E este é o momento em que precisamos dar esperança àqueles que ficaram para trás no mundo globalizado. Precisamos lembrar que a Guerra Fria que nasceu nesta cidade não foi uma batalha por terra ou tesouros. Sessenta anos atrás, os aviões que sobrevoaram Berlim não atiraram bombas; em lugar disso, entregaram comida, carvão e doces a crianças gratas. E, naquela manifestação de solidariedade, aqueles pilotos conquistaram mais que uma vitória militar. Eles conquistaram corações e mentes; conquistaram amor, lealdade e confiança, não apenas da população desta cidade, mas de todos os que ouviram a história do que eles fizeram aqui.

Agora o mundo vai assistir e lembrar o que fizermos aqui --o que fizermos com este momento. Vamos estender nossa mão às pessoas dos cantos esquecidos do mundo que anseiam por vidas marcadas pela dignidade e a oportunidade, pela segurança e a justiça? Vamos tirar da pobreza a criança no Bangladesh, proteger o refugiado no Chade e banir o flagelo da Aids de nosso tempo?

Vamos defender os direitos humanos do dissidente em Mianmar, do blogueiro no Irã ou do eleitor em Zimbábue? Vamos dar sentido às palavras "nunca mais" em Darfur?

Vamos reconhecer que não existe exemplo mais poderoso do que aquele que cada uma de nossas nações projeta para o mundo? Vamos rejeitar a tortura e defender o Estado de direito? Vamos acolher imigrantes de outros países e rejeitar a discriminação contra aqueles que não se parecem conosco ou não oram como nós oramos, e vamos cumprir a promessa de igualdade e oportunidade para todas nossas pessoas?

Povo de Berlim --povo do mundo--, este é nosso momento. Este é nosso tempo.

Sei que meu país não se aperfeiçoou. Em alguns momentos temos lutado para cumprir a promessa de liberdade e igualdade para todos nossos cidadãos.

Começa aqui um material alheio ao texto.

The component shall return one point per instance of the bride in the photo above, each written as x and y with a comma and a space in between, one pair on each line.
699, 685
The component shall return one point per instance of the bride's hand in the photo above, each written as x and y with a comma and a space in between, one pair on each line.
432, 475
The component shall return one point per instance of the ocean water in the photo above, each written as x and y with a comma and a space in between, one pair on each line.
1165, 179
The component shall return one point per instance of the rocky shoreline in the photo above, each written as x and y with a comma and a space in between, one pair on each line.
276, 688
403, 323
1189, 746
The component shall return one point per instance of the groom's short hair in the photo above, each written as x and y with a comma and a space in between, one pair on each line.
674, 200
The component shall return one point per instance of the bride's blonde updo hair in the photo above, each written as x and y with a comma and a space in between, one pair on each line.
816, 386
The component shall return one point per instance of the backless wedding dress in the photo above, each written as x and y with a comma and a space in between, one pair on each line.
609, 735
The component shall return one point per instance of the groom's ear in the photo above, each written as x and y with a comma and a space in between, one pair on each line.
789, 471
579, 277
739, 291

Cometemos nossa parcela de erros, e houve momentos em que nossas ações no mundo não foram condizentes com nossas melhores intenções.

Mais sei também quanto eu amo a América. Sei que, há mais de dois séculos, lutamos --a um grande custo e com grande sacrifício-- para formar uma união mais perfeita; para, juntamente com outras nações, buscar um mundo de mais esperança. Nossa lealdade nunca foi a qualquer tribo ou reino particular --de fato, todas as línguas são faladas em nosso país; todas as culturas deixaram sua marca na nossa; todo ponto de vista é expresso em nossas praças públicas. O que sempre nos uniu --o que sempre moveu nosso povo, o que atraiu meu pai à América-- é um conjunto de ideais que falam às aspirações compartilhadas por todas as pessoas: que possamos viver livres de medo e livres da pobreza; que possamos nos expressar e nos reunir com quem quisermos e orar da maneira como nos apraz.

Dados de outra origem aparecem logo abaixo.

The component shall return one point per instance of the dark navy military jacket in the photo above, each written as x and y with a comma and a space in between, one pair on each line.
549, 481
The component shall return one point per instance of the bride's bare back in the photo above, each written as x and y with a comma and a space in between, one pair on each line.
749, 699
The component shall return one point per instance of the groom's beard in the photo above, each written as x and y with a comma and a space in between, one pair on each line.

Estas são as aspirações que uniram os destinos de todas as nações nesta cidade. Estas aspirações são maiores do que qualquer coisa que nos separa. É devido a essas aspirações que o transporte aéreo de víveres para cá começou. É graças a essas aspirações que todas as pessoas livres --de toda parte-- se tornaram cidadãs de Berlim. É na defesa dessas aspirações que uma nova geração --nossa geração-- precisa imprimir sua marca no mundo.

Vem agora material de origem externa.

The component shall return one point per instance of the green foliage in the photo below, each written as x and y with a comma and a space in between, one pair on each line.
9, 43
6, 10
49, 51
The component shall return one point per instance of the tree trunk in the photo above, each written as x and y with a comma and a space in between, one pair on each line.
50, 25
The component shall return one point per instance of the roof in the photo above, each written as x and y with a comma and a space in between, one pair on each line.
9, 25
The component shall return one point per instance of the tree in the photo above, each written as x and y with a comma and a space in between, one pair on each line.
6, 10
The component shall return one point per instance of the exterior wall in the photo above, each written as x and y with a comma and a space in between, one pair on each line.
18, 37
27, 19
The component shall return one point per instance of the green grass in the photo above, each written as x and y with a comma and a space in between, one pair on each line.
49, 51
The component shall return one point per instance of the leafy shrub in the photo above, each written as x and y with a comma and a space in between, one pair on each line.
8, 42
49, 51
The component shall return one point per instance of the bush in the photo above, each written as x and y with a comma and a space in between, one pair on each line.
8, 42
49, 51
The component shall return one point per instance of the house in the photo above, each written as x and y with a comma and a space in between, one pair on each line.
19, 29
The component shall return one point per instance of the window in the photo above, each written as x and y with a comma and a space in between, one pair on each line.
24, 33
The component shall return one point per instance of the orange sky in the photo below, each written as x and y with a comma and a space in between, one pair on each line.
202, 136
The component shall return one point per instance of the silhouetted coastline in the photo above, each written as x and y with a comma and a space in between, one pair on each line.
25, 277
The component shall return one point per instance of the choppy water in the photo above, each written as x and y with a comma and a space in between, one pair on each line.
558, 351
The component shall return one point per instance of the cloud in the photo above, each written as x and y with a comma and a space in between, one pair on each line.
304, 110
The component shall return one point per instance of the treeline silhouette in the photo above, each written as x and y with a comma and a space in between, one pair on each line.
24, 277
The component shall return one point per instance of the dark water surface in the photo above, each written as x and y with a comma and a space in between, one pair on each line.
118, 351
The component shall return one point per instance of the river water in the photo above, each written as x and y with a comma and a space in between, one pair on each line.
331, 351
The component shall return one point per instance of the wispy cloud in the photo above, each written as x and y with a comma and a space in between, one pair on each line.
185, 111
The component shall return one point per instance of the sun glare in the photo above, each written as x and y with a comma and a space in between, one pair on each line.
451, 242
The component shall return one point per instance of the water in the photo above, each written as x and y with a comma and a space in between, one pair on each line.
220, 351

Povo de Berlim --e povo do mundo--, a escala de nosso desafio é grande. O caminho pela frente será longo. Mas estou aqui diante de vocês para dizer que somos herdeiros de uma luta pela liberdade. Somos um povo de esperança improvável. Com o olhar voltado ao futuro, com determinação em nossos corações, vamos nos lembrar desta história, vamos responder a nosso destino e vamos refazer o mundo mais uma vez.